1. Don't Skip the Fine Print.
Marketing departments make it their business to make the most enticing details of an offer jump out at you distracting your attention away from less attractive parts of the offer that are usually listed in the fine print. Educate yourself about all the terms before signing on. If the fine print seems too daunting to comb through, give the bank a call and ask about the terms.

What should you look for? We're talking about offers that have low-interest introductory periods. Find out what the introductory rate is, how long it lasts, if the rate increases after the intro period and if so, what is it? Is there a fee for a balance transfer?

Find out if new purchases have a different rate than the balance transfer they often do. If so, you shouldn't use that card for new purchases, as your payments will apply first to the lower interest debt. This leaves debt at the higher rate to accumulate more finance charges, reducing your potential savings.

Sometimes these offers require you to make one or two purchases each month, but there is usually no minimum purchase amount so you can still make the offer work in your favor by buying very low priced items like a pack of gum.

2. Do the Math.
To make the most of your money, you have to do the math, says Bilker. A six-month rate of 3.99% with a balance transfer fee of 4% (no ceiling) is really 11.99% (3.99 + (2 x 4))!
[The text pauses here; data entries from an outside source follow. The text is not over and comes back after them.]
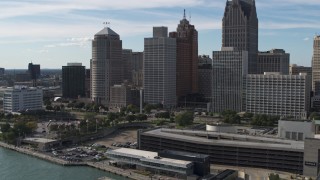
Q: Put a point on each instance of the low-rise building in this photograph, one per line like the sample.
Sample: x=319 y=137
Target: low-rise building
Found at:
x=152 y=161
x=298 y=157
x=22 y=98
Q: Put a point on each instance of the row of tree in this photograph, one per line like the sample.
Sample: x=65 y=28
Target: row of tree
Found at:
x=20 y=128
x=232 y=117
In this case, you'll want to use the offer to transfer balances with rates that are greater than 11.99%.

Place any fees and charges into your equation. There are many credit calculators available online to help you with the math. If the numbers show that you won't benefit (save much money), than it's probably not worth the effort.

3. Comparison Shop.
When you get an offer in the mail, write down the fee and rate information and then go shopping. Says Bilker, There are many banks that want your business and are willing to give you good rates and terms. You just need to start looking for these credit options.

Many introductory offers are only made by mail, so don't be so quick to trash those envelopes that are obviously credit card offers. There are some gems; including offers that have no expiration date meaning that the offer remains in effect until you pay the balance in full.
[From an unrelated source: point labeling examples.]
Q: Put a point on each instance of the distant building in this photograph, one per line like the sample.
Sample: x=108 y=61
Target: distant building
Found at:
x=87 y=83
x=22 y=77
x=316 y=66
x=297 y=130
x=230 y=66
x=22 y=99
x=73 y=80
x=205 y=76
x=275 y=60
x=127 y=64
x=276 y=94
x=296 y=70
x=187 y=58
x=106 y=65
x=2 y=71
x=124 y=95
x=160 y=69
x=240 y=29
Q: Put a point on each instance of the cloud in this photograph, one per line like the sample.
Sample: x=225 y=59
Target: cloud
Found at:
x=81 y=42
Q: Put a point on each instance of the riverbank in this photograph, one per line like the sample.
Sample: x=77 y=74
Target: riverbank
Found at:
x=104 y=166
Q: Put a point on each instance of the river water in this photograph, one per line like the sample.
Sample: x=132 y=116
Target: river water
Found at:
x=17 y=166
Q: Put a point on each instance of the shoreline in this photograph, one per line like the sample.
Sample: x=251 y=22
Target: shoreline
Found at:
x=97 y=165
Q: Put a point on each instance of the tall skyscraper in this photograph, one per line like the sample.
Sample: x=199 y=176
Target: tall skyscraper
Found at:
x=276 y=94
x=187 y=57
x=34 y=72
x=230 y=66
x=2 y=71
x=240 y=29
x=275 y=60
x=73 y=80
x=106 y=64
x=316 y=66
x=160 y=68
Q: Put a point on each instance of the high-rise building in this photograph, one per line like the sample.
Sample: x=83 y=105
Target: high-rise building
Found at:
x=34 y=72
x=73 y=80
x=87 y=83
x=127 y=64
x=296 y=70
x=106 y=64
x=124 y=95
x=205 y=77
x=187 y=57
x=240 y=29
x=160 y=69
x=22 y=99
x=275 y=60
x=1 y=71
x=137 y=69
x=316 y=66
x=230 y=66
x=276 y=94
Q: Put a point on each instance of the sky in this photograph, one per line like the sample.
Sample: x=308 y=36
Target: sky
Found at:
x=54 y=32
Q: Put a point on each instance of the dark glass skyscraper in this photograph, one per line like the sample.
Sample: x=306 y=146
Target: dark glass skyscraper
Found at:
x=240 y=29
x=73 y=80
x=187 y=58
A note about balance transfer fees: Paying a nominal fee for a balance transfer may be a good financial decision if it will result in interest savings, however, try to avoid fees if possible. If you're considering an offer with fees, sometimes the bank will eliminate or reduce the fees if you call and ask. If not, refer to Tip #2 and make sure that the math

4. Track your Money.
Be aware of your money output. Bilker says consumers make a major mistake by not tracking when a low-rate offer ends, and letting their debt ride to a higher interest rate. Know which cards hold which rates, and when dealing with introductory offers, mark your calendar with the offer beginning and ending dates. Then you can guard against a higher interest rate by either paying off your debt before the intro period ends or by transferring the balance again.
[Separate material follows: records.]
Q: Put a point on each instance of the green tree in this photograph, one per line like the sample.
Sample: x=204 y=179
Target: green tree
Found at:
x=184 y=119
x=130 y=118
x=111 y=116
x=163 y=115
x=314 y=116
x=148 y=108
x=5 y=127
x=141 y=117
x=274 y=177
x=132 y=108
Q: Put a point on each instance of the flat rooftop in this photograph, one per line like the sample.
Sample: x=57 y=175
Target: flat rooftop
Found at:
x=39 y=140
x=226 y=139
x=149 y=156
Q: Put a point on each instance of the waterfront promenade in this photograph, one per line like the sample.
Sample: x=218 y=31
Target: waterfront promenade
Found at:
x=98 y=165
Which leads to a good question: how does all this balance transferring affect your credit rating? Viewpoints on this vary from risky because of all the open credit accounts, to it really doesn't. The general consensus among many experts, though, is that taking advantage of balance transfer offers will not adversely affect your credit rating as long as you do not do so excessively. In fact, Scott Bilker maintains that balance transferring can actually help your credit rating!

And last, but certainly the most important:

5. NEVER make a late payment.
Never! Not only will this affect your overall credit history, but one late payment can raise your low-interest rate to exorbitant levels before the introductory period ends! By the way, that little detail was included in the fine print that you should have read when you signed up for the card. Remember Rule #1

So don't be afraid to give low-interest rate offers a second look. Just remember that it takes some organization and discipline to reap the greatest benefits.